Le Night Tripper et ses cérémonies électriques
La genèse de l’album est romanesque à souhait. Rebennack, dont les problèmes avec la drogue et la justice l’ont contraint à quitter La Nouvelle-Orléans pour Los Angeles, enregistre Gris-Gris en 1967 aux Gold Star Studios de Los Angeles, avec un groupe de musiciens originaires de la Crescent City qu’il a réunis sur la côte ouest. Le producteur Harold Battiste, lui aussi exilé de Nouvelle-Orléans, co-pilote les sessions avec une sagesse tranquille. L’intention de départ est de créer quelque chose qui n’existe pas encore : une musique qui serait à la psychédélie ce que le vaudou est au christianisme, un syncrétisme sauvage et profond, une superposition de strates culturelles qui remontent jusqu’aux origines africaines de la musique américaine.
« Gris-Gris Gumbo Ya Ya » ouvre l’album dans une atmosphère de cérémonie nocturne, percussions primitives et chants extatiques, Rebennack déguisé en prêtre vaudou qui préside aux rituels de la nuit. « Danse Kalinda Ba Doom » fait osciller le groove dans un espace entre conscience et transe.
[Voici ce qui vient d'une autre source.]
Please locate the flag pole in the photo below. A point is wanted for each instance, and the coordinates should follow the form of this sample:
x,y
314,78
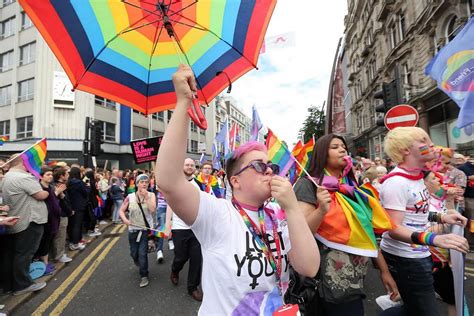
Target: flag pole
x,y
11,159
309,176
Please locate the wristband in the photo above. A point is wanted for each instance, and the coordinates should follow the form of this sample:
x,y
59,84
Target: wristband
x,y
424,238
435,217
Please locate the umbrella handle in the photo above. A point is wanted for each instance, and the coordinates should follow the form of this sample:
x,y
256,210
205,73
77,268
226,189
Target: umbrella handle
x,y
198,118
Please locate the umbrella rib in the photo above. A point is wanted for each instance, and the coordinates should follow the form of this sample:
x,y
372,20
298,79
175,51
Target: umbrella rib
x,y
220,38
105,46
155,43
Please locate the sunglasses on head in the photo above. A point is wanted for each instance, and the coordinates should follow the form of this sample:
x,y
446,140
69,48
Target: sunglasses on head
x,y
261,167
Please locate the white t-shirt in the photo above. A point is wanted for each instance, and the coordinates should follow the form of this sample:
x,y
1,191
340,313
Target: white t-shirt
x,y
176,222
412,197
237,278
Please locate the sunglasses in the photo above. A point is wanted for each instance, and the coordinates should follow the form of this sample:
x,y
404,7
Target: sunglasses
x,y
260,167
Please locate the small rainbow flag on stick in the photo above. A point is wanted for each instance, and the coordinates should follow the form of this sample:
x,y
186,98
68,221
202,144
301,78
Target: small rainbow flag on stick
x,y
34,157
3,139
279,154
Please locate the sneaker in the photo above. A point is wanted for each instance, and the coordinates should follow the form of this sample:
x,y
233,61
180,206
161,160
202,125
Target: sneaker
x,y
144,282
94,234
384,302
32,288
65,259
78,246
159,256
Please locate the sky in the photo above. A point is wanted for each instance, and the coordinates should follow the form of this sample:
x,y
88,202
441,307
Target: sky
x,y
291,79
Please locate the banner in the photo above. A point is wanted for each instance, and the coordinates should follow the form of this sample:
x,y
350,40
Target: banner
x,y
145,149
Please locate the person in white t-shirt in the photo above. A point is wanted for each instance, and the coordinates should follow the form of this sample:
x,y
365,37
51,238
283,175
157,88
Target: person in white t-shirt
x,y
406,198
245,269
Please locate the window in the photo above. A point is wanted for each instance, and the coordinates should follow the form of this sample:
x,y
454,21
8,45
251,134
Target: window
x,y
26,90
106,103
6,61
5,95
401,26
140,132
24,127
25,21
194,146
5,128
27,53
393,37
108,132
158,116
7,27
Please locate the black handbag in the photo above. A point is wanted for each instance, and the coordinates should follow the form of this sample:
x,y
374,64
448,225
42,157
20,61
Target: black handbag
x,y
304,292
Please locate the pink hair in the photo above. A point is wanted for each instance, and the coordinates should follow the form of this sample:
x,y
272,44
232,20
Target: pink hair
x,y
248,147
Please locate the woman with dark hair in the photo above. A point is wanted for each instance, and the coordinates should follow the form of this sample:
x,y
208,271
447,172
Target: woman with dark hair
x,y
78,194
337,212
90,218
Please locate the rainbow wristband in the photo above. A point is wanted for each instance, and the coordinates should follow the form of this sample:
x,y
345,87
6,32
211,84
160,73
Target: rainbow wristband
x,y
424,238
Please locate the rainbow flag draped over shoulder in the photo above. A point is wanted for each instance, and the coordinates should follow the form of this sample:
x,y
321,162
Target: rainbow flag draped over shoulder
x,y
33,157
279,154
355,215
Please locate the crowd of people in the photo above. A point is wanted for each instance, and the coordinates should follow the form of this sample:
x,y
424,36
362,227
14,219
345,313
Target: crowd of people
x,y
257,245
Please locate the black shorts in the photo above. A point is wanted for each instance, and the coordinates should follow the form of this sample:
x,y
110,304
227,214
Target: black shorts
x,y
444,282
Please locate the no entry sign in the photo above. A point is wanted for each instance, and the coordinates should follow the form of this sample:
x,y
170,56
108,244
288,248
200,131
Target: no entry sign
x,y
401,116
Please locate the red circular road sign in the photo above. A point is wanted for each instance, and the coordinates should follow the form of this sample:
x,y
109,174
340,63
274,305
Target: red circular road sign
x,y
401,116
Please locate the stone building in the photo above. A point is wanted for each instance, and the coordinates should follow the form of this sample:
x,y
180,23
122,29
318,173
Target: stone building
x,y
393,41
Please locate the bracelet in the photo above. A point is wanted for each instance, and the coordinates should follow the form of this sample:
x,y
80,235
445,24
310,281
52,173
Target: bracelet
x,y
435,217
424,238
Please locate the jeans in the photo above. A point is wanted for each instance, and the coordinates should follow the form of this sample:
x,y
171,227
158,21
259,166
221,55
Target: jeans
x,y
160,225
187,247
75,226
138,241
116,213
21,248
414,279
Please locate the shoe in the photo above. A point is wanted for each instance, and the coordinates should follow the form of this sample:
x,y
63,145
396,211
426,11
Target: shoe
x,y
50,268
384,302
144,282
174,277
32,288
78,246
159,256
65,259
197,295
94,234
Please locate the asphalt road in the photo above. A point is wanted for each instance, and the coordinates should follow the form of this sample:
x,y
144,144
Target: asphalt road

Et puis il y a « I Walk on Guilded Splinters », le sommet absolu, le monument : neuf minutes d’hypnose progressive, un riff de basse qui tourne et retourne comme une incantation, une voix qui descend dans les couches les plus profondes du rêve éveillé. Dr. John déclare lui-même que le morceau est basé sur un chant traditionnel d’une église vaudou de Nouvelle-Orléans. Qu’on le croie ou non, la musique, elle, ne ment pas : « I Walk on Guilded Splinters » est l’une des performances hypnotiques les plus puissantes jamais enregistrées dans l’histoire du rock.
« Gris-Gris crée une atmosphère où, peu importe où vous vous trouvez, il devient nuit sur un bayou solitaire et vous êtes le touriste malvenu, douloureusement déplacé. » (Rolling Stone, à propos de l’album)
L’album passe quasiment inaperçu lors de sa sortie en 1968 : trop étrange pour la radio, trop marginal pour les charts, trop bizarre pour les programmateurs. Ce n’est que des années plus tard, avec les rééditions et la montée en puissance de la critique rock savante, que Gris-Gris prend la place qui lui revient. Rolling Stone le classe à la 356ème place de ses 500 plus grands albums de tous les temps dans l’édition 2020 du classement. Il entre dans le canon de la musique populaire américaine non pas comme un succès commercial mais comme un chef-d’oeuvre souterrain, un disque qui a contaminé discrètement toute la musique qui lui a succédé : du funk de James Brown à la world music, du psychédélisme de Sly Stone aux expérimentations de Tom Waits.
Dr. John, le Night Tripper, a continué pendant des décennies à naviguer entre le jazz, le funk, le blues et la pop, remportant six Grammy Awards et devenant l’ambassadeur incontournable de la musique de Nouvelle-Orléans. Mais c’est ce premier disque, enregistré dans l’exil californien avec nostalgie du bayou et fastes du vaudou, qui reste son oeuvre la plus singulière. Gris-Gris est la preuve qu’une musique peut être à la fois profondément enracinée dans une tradition spécifique et radicalement neuve, qu’elle peut parler à tout le monde sans rien concéder à personne. Le gris-gris, en tradition vaudou, est une amulette de protection. Cet album en est un.